Kathryn Doroschak

DREU Participant

Tufts University

B.S. Computer Science Student

University of Minnesota

This summer (June – August 2013), I traveled to Tufts University in Medford, MA as part of the Distributed Research Experience for Undergraduates (DREU) program. In broad terms, we improved protein function prediction through applications of graph theory and confidence in protein-protein interaction networks.

The results of this project are summed up in:

We also hope that this work will be part of a larger paper submitted sometime in 2014.

For a week-by-week account of this summer’s journey, see my blog!

Also, a huge thanks goes out to the DREU Co-Directors for selecting me as a Clare Boothe Luce Undergraduate Research Scholar for this summer’s work. I am so grateful for this honor!

I hope you enjoy my summary below! If you’re new to protein function prediction, I also included a little blurb about protein networks – scroll down below the summary to find it. Thanks!

Project Summary

For this project, we worked extensively with protein-protein interaction (PPI) networks to predict individual protein functions more accurately. More specifically, we set out to improve an algorithm called Diffusion State Distance (DSD), which takes advantage of graph diffusion to better capture the distances between two proteins. This has the effect of giving more weight to interactions within tight local networks rather than those that go through hubs or are only distantly connected.

Lenore beautifully described this problem using Facebook as a metaphor. Just as protein functions are predicted by looking at a protein's neighbors, Facebook friends are suggested by looking at mutual friends. Are you more likely to find a “real” mutual friend through Beyonce or your best friend from high school? Even if you actually know Beyonce personally, you’re still not very likely to locate people you actually know through her. Why? It's a numbers game. She has millions of friends/connections. Odds are your best friend has less than 1000. The same goes for proteins; proteins in the same true neighborhood are far more likely to have similar functions than proteins that happen to connect across a hub.
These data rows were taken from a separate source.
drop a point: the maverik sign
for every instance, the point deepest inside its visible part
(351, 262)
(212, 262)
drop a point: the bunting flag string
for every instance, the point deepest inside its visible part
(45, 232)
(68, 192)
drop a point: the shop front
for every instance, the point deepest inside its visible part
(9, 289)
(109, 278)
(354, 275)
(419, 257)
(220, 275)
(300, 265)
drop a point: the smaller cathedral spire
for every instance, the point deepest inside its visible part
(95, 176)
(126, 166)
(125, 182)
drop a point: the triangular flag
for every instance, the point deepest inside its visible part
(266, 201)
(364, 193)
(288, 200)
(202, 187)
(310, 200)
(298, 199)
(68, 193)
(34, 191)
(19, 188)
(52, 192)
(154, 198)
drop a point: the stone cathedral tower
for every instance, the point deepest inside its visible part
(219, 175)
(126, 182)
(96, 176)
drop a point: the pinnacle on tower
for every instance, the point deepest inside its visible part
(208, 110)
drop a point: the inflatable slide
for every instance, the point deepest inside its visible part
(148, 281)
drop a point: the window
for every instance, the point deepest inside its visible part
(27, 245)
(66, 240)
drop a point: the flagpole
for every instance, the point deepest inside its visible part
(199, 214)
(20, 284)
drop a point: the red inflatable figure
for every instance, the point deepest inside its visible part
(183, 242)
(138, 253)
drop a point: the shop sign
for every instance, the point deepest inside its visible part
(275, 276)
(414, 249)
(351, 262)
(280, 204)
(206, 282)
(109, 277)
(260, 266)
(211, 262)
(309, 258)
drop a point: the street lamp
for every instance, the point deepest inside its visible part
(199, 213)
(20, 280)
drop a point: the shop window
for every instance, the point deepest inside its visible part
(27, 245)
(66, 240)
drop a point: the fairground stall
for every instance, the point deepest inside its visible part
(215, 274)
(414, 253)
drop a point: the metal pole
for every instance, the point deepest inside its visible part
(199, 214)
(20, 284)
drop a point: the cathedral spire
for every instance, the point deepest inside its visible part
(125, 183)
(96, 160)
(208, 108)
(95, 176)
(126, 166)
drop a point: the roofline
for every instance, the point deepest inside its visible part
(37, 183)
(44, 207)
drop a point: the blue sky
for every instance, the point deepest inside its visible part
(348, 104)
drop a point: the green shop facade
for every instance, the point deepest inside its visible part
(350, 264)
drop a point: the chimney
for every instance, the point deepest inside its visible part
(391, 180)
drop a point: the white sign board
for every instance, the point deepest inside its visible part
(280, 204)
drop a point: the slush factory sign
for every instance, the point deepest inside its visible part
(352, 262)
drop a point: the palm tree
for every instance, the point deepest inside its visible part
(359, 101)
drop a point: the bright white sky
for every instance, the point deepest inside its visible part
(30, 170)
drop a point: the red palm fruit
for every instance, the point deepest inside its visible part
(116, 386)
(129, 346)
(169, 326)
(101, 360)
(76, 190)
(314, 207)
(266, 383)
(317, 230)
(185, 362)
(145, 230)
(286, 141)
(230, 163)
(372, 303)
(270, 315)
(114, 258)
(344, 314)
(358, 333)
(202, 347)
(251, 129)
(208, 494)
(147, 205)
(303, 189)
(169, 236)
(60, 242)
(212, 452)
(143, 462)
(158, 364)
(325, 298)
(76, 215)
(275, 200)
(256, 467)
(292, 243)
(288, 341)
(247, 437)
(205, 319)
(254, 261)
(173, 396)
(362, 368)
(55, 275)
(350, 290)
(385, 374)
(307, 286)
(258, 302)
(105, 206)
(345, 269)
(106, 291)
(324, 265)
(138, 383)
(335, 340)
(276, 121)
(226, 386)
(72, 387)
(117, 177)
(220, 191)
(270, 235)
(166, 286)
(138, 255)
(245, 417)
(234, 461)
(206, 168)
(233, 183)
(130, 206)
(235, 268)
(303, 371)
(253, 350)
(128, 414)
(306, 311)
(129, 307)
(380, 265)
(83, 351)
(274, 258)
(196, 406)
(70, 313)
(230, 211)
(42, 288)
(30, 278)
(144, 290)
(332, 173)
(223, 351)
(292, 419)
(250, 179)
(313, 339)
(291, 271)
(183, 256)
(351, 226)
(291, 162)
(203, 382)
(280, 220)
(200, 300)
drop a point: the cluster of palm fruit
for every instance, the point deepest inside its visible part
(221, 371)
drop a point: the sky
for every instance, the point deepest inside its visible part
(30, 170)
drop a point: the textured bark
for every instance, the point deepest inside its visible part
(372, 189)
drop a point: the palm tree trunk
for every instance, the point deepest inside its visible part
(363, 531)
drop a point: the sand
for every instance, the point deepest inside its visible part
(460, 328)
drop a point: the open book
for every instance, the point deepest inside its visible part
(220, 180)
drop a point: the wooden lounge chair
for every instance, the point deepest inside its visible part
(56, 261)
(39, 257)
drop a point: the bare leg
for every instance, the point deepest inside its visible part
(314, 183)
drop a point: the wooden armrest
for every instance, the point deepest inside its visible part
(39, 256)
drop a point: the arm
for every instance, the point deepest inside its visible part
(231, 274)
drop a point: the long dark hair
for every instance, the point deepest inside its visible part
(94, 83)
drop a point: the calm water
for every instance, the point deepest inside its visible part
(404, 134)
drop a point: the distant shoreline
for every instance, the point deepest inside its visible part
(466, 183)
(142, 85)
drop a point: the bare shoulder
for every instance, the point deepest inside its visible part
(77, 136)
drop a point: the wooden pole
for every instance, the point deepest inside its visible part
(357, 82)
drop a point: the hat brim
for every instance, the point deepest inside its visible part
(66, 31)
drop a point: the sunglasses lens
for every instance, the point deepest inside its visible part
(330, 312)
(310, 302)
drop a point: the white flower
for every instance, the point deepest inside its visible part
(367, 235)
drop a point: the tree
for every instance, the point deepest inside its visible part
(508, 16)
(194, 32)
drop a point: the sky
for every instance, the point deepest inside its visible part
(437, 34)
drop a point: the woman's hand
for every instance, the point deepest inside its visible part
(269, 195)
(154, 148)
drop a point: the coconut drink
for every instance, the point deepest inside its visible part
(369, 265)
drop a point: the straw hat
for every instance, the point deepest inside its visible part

My part in this seeks to improve the algorithm even further by accounting for unreliability that is often inherent in biological databases. We do this by assigning a confidence value to each interaction. This confidence can be derived in lots of different ways – the number of literature citations backing an interaction, the experimental methods used to find the interaction, relationships between gene ontology, and many more. For example, if a particular interaction has been cited in 10 papers, that interaction is generally more reliable than an interaction cited in just one paper.

Our first goal was to simply (and somewhat naively) integrate this confidence information into the algorithm and see what happens. We did this by generating 100 random versions of the network, using the confidence values as the probability that each edge exists. It turned out that this method introduced too much noise, and the effect of adding the confidence values was not able to shine through. We determined that we’d have to scale this up by several orders of magnitude in order to identify the patterns that appeared, which is not tangible within the scope of this project.

Instead, we incorporated confidence into the random walk component of DSD. (See the DSD website for more about the internals of DSD.) Instead of weighting each path out of a node equally, these paths were weighted by the edges' confidence values, normalized with respect to the other paths leading out of the node. This worked MUCH better, and we were able to improve function prediction performance significantly.

What are Protein Networks?

Proteins are found in all living things, and serve a wide variety of different purposes depending on their structure. For example, the proteins hemoglobin and fibrinogen are both found in the human bloodstream. Hemoglobin transports oxygen, and fibrinogen forms blood clots. Although both function within the bloodstream, they are built for completely different purposes.

Here's where protein networks come in. In short, protein-protein interaction (PPI) networks describe which proteins work together. Because proteins that interact with one another are more likely to functionally relate to one another than proteins that don't, we can use these networks to predict protein functions. The graph below shows a subset of the PPI network for yeast.

The image above shows a subset of the PPI network for yeast. Dots represent proteins, and lines connecting the dots (edges) represent interactions between proteins. In general, the further apart two dots are, the less likely it is that their functions are related. Note also that this is a VERY small subset; there are ~6000 yeast proteins and about ~216 unique interactions in the database we used. Visualized, this huge network looks like a giant fuzzy dot with no clear proteins or interactions.

How are Protein Functions Predicted?

There are dozens of computational methods for predicting protein functions, the most accurate and popular of which calculate the shortest path between proteins. Even though such algorithms are pretty good, they do have limitations. It turns out that around half of all proteins are pretty close together at a distance of two. This usually happens because of the presence of "hubs," single nodes with huge numbers of connections. These hubs are the super-tight clusters in the graph above.